Elle sonna. L’une de ses bonnes vint aux ordres.

— Delphine, ouvrez-nous ça ! dit Mme Drouet en montrant les croisées.

Puis elle pivota avec une étonnante pétulance et se dirigea d’un pas heurté vers un fin guéridon au pied fuselé, sur lequel brillaient un flacon et des verres de cristal largement taillé.

— Aimez-vous le muscat-frontignan ? Celui-ci est de 83, on disait que c’était une bonne année…

Elle empoigna vivement le flacon, cravaté d’une espèce de pectoral retenu à son col par une chaînette.

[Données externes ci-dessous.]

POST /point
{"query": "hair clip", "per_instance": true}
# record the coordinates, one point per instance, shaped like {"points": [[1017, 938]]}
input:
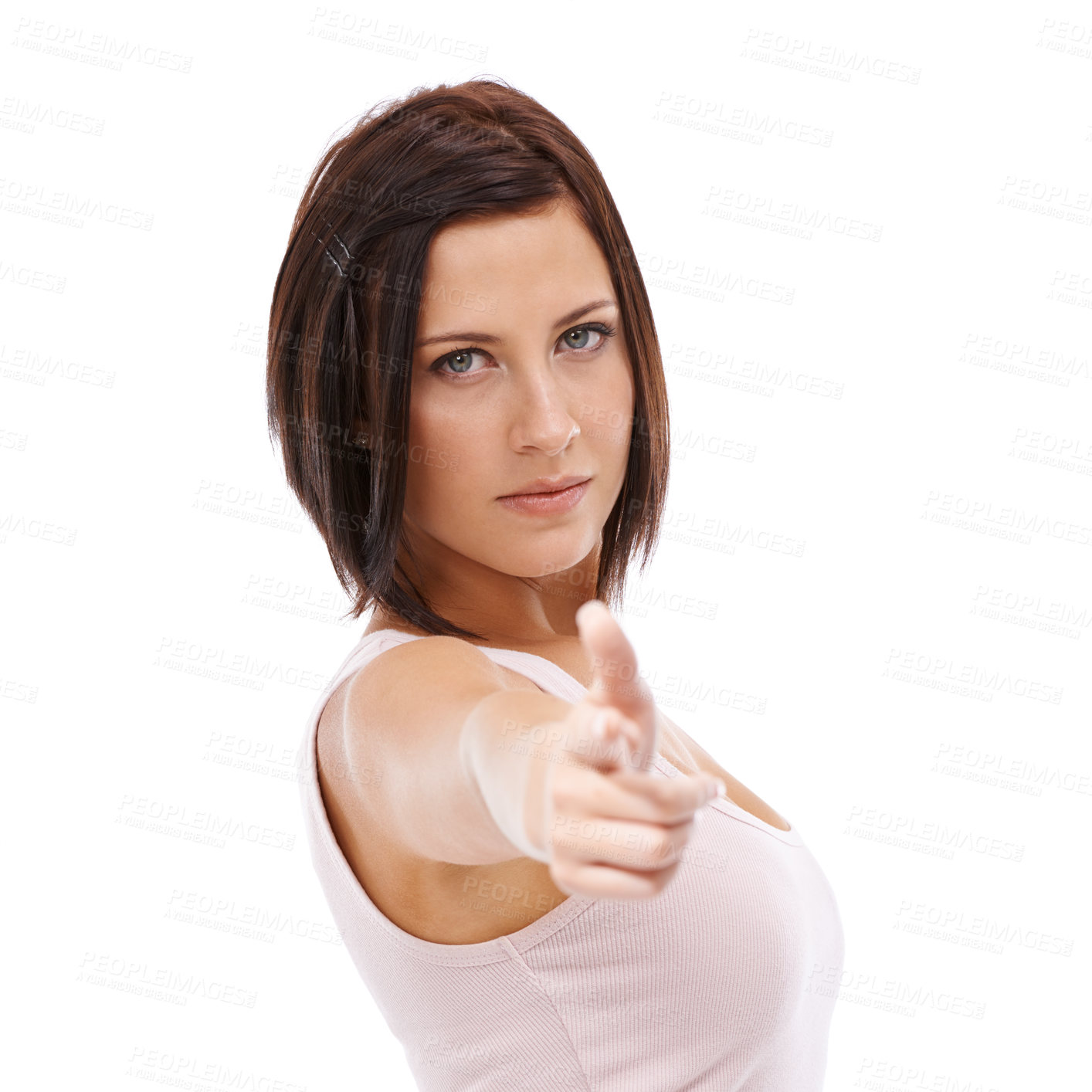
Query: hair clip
{"points": [[330, 256]]}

— Que Madame me laisse faire ! s’exclama la servante en accourant.

Elle venait d’écarter les volières, non sans avoir provoqué un éblouissement de plumages et un frénétique froufrou d’ailes battantes. Les fenêtres, à présent, étaient grandes ouvertes sur le balcon, où les petits chiens gras venaient se précipiter aussi vite que leur embonpoint le leur permettait.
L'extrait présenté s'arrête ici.